Department of Biomedical Engineering, University of Rochester, Rochester, NY 14642, USA.
Department of Neuroscience, University of Rochester, Rochester, NY 14642, USA.
J Assoc Res Otolaryngol. 2023 Oct;24(5):473-485. doi: 10.1007/s10162-023-00910-5. Epub 2023 Oct 5.
Loss of auditory nerve afferent synapses with cochlear hair cells, called cochlear synaptopathy, is a common pathology in humans caused by aging and noise overexposure. The perceptual consequences of synaptopathy in isolation from other cochlear pathologies are still unclear. Animal models provide an effective approach to resolve uncertainty regarding the physiological and perceptual consequences of auditory nerve loss, because neural lesions can be induced and readily quantified. The budgerigar, a parakeet species, has recently emerged as an animal model for synaptopathy studies based on its capacity for vocal learning and ability to behaviorally discriminate simple and complex sounds with acuity similar to humans. Kainic acid infusions in the budgerigar produce a profound reduction of compound auditory nerve responses, including wave I of the auditory brainstem response, without impacting physiological hair cell measures. These results suggest selective auditory nerve damage. However, histological correlates of neural injury from kainic acid are still lacking.

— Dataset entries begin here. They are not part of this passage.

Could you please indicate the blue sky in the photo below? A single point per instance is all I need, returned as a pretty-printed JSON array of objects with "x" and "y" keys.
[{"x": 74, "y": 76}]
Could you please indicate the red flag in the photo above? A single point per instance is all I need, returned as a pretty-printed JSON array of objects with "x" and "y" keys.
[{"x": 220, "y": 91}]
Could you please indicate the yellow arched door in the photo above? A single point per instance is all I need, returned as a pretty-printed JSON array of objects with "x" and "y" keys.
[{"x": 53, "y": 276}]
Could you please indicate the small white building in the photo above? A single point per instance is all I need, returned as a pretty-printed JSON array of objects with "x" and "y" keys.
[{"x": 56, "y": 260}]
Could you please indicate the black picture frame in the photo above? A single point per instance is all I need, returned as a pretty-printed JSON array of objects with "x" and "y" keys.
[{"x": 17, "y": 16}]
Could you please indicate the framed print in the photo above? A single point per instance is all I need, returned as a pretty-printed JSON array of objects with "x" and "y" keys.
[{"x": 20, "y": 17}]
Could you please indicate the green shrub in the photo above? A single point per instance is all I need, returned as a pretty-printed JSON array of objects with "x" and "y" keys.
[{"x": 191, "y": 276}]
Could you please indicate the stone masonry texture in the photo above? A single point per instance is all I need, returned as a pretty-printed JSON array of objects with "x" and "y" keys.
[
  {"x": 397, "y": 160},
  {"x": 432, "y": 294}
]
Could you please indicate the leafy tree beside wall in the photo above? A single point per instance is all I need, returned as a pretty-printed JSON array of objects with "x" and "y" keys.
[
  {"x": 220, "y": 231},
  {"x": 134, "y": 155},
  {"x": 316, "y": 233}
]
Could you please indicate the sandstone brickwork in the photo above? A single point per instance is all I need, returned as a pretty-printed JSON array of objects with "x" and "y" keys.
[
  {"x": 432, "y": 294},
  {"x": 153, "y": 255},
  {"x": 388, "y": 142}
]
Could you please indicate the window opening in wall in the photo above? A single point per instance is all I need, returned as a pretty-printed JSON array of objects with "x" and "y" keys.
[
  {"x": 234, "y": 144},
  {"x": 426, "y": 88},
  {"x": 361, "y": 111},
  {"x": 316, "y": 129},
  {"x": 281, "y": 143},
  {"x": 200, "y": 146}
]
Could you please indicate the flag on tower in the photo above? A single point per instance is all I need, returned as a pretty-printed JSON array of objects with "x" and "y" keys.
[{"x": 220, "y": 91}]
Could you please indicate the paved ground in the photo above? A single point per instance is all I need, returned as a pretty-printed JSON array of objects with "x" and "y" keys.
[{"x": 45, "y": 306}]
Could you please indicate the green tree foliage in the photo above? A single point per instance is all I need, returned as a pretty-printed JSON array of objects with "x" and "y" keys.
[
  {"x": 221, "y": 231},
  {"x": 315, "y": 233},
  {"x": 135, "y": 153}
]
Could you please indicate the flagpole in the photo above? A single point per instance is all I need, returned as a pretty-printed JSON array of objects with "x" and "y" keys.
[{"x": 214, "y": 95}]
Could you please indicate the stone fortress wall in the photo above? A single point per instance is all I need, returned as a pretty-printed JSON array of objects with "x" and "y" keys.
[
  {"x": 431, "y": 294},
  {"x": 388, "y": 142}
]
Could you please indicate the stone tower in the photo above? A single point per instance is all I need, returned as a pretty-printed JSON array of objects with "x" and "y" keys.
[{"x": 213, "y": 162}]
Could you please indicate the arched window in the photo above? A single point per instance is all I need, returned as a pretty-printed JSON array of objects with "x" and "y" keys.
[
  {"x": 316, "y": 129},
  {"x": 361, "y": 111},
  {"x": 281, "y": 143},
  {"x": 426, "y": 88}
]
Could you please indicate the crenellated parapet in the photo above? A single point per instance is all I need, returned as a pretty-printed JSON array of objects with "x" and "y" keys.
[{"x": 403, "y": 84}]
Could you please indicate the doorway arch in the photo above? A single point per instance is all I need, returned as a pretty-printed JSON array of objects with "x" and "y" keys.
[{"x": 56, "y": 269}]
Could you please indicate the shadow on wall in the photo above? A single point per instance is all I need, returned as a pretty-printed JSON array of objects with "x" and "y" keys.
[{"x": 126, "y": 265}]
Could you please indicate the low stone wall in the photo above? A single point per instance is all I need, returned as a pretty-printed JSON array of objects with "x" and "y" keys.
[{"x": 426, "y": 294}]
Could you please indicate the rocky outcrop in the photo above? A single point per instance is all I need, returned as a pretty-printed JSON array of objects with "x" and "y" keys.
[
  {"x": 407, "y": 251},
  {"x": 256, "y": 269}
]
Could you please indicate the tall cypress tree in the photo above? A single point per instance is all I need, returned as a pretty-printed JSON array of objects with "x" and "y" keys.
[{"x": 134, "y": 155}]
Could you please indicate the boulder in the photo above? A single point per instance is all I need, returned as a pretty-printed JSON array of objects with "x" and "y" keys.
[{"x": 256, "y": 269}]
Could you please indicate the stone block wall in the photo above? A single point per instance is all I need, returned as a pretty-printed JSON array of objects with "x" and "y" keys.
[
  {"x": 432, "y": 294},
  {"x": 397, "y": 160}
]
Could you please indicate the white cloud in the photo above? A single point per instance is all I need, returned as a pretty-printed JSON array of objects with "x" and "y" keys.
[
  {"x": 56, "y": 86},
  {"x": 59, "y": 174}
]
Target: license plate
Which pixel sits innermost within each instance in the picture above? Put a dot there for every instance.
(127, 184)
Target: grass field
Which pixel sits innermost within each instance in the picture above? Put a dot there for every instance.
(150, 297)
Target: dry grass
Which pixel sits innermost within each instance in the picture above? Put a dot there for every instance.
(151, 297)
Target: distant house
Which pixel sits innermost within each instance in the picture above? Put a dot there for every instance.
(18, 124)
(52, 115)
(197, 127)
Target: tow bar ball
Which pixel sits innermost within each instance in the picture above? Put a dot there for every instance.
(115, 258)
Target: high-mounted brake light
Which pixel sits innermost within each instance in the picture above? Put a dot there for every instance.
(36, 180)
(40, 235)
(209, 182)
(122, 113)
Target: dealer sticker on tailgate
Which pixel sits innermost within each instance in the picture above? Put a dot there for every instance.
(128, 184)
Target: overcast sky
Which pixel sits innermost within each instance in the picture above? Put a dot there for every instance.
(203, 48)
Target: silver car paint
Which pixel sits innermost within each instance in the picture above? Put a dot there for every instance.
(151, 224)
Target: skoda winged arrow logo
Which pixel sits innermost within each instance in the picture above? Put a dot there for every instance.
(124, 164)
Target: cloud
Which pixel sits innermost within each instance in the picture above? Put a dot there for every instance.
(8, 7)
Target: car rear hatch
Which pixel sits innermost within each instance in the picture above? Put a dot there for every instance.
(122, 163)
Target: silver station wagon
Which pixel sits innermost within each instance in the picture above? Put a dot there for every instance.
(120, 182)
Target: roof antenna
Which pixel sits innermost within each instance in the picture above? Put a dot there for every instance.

We quantified the histological effects caused by intracochlear infusion of kainic acid (1 mM; 2.5 µL), and evaluated correlations between the histological and physiological assessments of auditory nerve status.
Kainic acid infusion in budgerigars produced pronounced loss of neural auditory nerve soma (60% on average) in the cochlear ganglion, and of peripheral axons, at time points 2 or more months following injury. The hair cell epithelium was unaffected by kainic acid. Neural loss was significantly correlated with reduction of compound auditory nerve responses and auditory brainstem response wave I.
Compound auditory nerve responses and wave I provide a useful index of cochlear synaptopathy in this animal model.
与耳蜗毛细胞失去听觉神经传入突触,称为耳蜗突触病,是一种常见的病理学,由衰老和噪声过度暴露引起。突触病在与其他耳蜗病变分离的情况下的感知后果仍然不清楚。动物模型提供了一种有效的方法来解决关于听觉神经损失的生理和感知后果的不确定性,因为可以诱导神经病变并容易量化。虎皮鹦鹉,一种长尾鹦鹉物种,由于其发声学习的能力以及能够以类似于人类的敏锐度行为区分简单和复杂的声音,最近成为突触病研究的动物模型。在虎皮鹦鹉中,红藻氨酸的输注会导致复合听觉神经反应(包括听觉脑干反应的 I 波)的显著减少,而不会影响生理毛细胞的测量。这些结果表明存在选择性听觉神经损伤。然而,红藻氨酸引起的神经损伤的组织学相关性仍然缺乏。
我们量化了红藻氨酸(1mM;2.5µL)内耳蜗内输注引起的组织学效应,并评估了听觉神经状态的组织学和生理学评估之间的相关性。
红藻氨酸输注在虎皮鹦鹉的耳蜗神经节中产生了明显的神经听觉神经体(平均 60%)丧失,以及外周轴突的丧失,在损伤后 2 个月或更长时间点。毛细胞上皮不受红藻氨酸的影响。神经损失与复合听觉神经反应和听觉脑干反应 I 波的减少显著相关。
复合听觉神经反应和 I 波为该动物模型中的耳蜗突触病提供了有用的指标。